Several staff attorneys have left the office, but others have been assigned to take their places, according to spokesman Luke Macaulay. One of the most high profile companies being investigated is Apple, though Macaulay declined to confirm reports on Tuesday that Jobs was interviewed last week by federal prosecutors and officials of the US Securities and Exchange Commission (SEC). Apple did not respond to requests for comment.

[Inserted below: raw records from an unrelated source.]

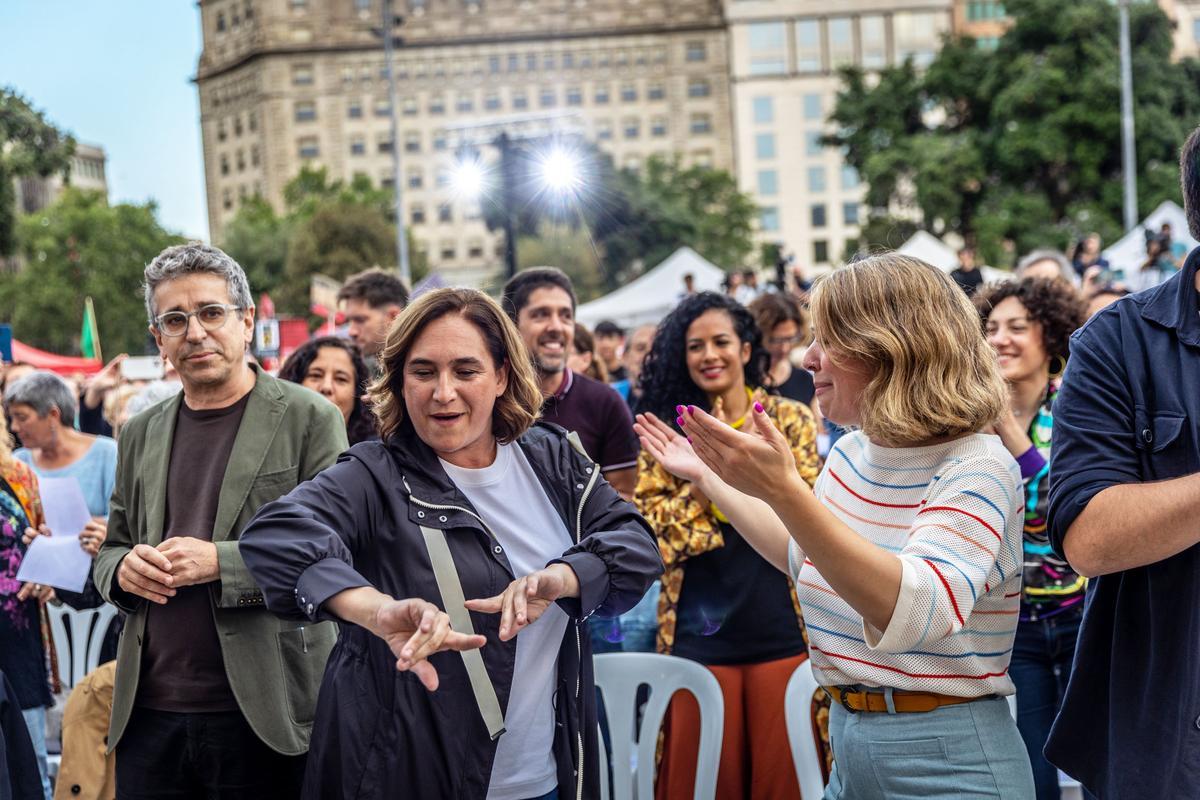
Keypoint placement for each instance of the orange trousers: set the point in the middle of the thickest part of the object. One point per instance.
(756, 758)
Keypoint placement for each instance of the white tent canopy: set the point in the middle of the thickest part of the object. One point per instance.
(652, 296)
(934, 251)
(1129, 252)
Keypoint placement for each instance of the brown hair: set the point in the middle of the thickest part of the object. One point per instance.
(515, 410)
(933, 372)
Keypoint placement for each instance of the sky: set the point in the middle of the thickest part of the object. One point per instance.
(118, 73)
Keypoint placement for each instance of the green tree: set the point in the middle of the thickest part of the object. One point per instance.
(1020, 146)
(29, 145)
(79, 246)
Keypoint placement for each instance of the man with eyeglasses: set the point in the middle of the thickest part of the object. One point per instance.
(214, 695)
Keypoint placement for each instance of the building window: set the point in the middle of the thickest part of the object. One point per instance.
(768, 48)
(813, 109)
(808, 46)
(307, 146)
(765, 145)
(841, 42)
(763, 110)
(699, 88)
(873, 34)
(849, 178)
(816, 179)
(768, 218)
(813, 145)
(768, 182)
(301, 74)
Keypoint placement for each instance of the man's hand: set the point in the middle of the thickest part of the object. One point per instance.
(528, 597)
(145, 572)
(190, 560)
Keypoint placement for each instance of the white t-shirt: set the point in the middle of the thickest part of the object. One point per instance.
(514, 505)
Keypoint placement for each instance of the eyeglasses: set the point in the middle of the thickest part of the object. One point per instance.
(211, 317)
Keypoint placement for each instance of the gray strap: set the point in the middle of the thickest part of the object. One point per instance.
(447, 576)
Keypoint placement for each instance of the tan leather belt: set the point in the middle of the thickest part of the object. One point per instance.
(874, 701)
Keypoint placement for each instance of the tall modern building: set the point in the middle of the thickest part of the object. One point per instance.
(287, 83)
(784, 60)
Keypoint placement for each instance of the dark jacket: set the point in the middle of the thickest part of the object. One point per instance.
(1129, 413)
(379, 733)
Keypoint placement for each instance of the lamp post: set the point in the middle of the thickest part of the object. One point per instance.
(389, 46)
(1128, 161)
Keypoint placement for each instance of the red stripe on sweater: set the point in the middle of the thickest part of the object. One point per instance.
(954, 603)
(967, 513)
(910, 674)
(874, 503)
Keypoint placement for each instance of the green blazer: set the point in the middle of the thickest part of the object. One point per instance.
(287, 435)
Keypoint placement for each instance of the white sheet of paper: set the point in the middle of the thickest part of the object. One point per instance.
(57, 561)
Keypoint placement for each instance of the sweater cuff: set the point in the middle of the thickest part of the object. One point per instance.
(1031, 463)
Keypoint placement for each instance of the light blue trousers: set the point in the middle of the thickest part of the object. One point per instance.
(971, 750)
(35, 720)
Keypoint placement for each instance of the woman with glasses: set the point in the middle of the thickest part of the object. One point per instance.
(1029, 324)
(721, 603)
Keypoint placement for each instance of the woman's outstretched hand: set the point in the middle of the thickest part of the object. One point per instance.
(414, 630)
(526, 599)
(670, 449)
(759, 463)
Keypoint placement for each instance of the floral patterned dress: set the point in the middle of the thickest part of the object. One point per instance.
(23, 632)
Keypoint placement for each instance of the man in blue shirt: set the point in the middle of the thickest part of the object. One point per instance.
(1125, 509)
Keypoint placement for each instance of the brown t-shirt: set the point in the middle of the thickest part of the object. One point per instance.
(181, 665)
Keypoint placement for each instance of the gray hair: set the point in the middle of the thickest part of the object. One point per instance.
(1065, 268)
(42, 391)
(196, 257)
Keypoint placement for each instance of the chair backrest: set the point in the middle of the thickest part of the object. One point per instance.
(78, 636)
(618, 677)
(801, 731)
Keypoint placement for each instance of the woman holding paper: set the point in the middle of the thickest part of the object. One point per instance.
(23, 623)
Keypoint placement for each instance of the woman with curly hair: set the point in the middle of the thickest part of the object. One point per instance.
(1029, 323)
(333, 367)
(721, 603)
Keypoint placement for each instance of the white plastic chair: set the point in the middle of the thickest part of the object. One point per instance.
(618, 677)
(801, 733)
(78, 636)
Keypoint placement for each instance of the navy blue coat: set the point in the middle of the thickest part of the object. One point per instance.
(1129, 413)
(379, 733)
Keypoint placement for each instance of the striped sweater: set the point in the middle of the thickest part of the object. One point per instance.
(953, 515)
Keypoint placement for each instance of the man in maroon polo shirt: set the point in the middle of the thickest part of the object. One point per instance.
(541, 302)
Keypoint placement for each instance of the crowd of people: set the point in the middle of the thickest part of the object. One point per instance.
(384, 569)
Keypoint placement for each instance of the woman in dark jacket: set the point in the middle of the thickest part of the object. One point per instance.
(465, 497)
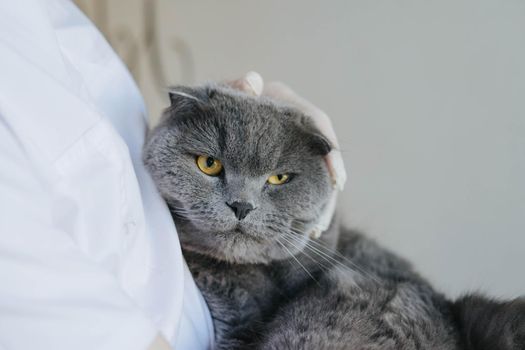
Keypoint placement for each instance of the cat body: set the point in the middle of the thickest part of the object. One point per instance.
(245, 180)
(280, 306)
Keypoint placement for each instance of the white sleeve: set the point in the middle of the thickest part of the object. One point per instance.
(52, 296)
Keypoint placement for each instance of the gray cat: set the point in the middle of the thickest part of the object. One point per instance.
(245, 180)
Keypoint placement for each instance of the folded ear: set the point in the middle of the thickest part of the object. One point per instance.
(184, 95)
(319, 144)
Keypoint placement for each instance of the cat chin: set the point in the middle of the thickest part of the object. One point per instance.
(236, 247)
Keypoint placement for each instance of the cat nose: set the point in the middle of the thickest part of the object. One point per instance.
(241, 209)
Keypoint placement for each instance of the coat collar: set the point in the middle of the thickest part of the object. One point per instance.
(39, 95)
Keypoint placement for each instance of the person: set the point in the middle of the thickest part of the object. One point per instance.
(89, 255)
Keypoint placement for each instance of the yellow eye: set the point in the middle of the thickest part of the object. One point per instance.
(278, 179)
(208, 165)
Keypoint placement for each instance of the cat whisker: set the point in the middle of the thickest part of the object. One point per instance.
(297, 260)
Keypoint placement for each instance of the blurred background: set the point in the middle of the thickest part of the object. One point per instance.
(427, 97)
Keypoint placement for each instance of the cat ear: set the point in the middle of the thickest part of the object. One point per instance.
(184, 96)
(319, 144)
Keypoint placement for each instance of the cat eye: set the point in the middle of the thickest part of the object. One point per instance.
(278, 179)
(208, 165)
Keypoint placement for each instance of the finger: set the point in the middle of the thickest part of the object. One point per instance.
(252, 83)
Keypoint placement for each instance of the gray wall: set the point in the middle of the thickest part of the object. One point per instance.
(428, 98)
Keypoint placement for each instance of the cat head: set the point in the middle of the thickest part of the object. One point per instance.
(243, 176)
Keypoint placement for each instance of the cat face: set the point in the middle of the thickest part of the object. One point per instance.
(241, 174)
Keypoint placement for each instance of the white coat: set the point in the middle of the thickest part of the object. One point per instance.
(89, 255)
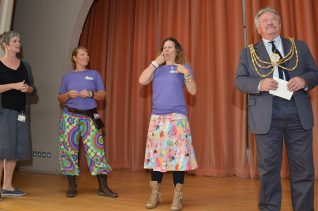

Kevin Ryan, the head of the US Attorney's office for the Northern District of California, announced his resignation 16 January, which he said was for personal reasons. His replacement, who would be appointed by the US president, has not yet been named, Macaulay said. Assistant US Attorney Chris Steskal, a member of the Securities Fraud Section in the San Francisco office and a task force focused specifically on options backdating, is leaving to work at a private law firm. But another assistant US Attorney, Tim Crudo, has been added to the task force.

And although attorney Haywood Gilliam left his position as chief of the Securities Fraud Section late last year, attorney Elise Becker has been named acting chief, Macaulay said.

"Government offices typically go through transitions while ensuring stability of cases and investigations. US Attorney Ryan is taking care to ensure a smooth transition in the office's cases," Macaulay said, responding to news reports that the departures may hamper the US Attorney's Office's ability to prosecute cases.

Five attorneys and at least eight FBI agents in the San Francisco office form a task force investigating reports that officials of public companies violated federal rules on accounting for stock options granted to employees, he said.

The former CEO of Brocade Communications Systems, Gregory Reyes and Stephanie Jensen, its former vice president of human resources, are the first executives prosecuted in San Francisco on fraud charges related to alleged backdating. They are scheduled to go on trial later in 2007.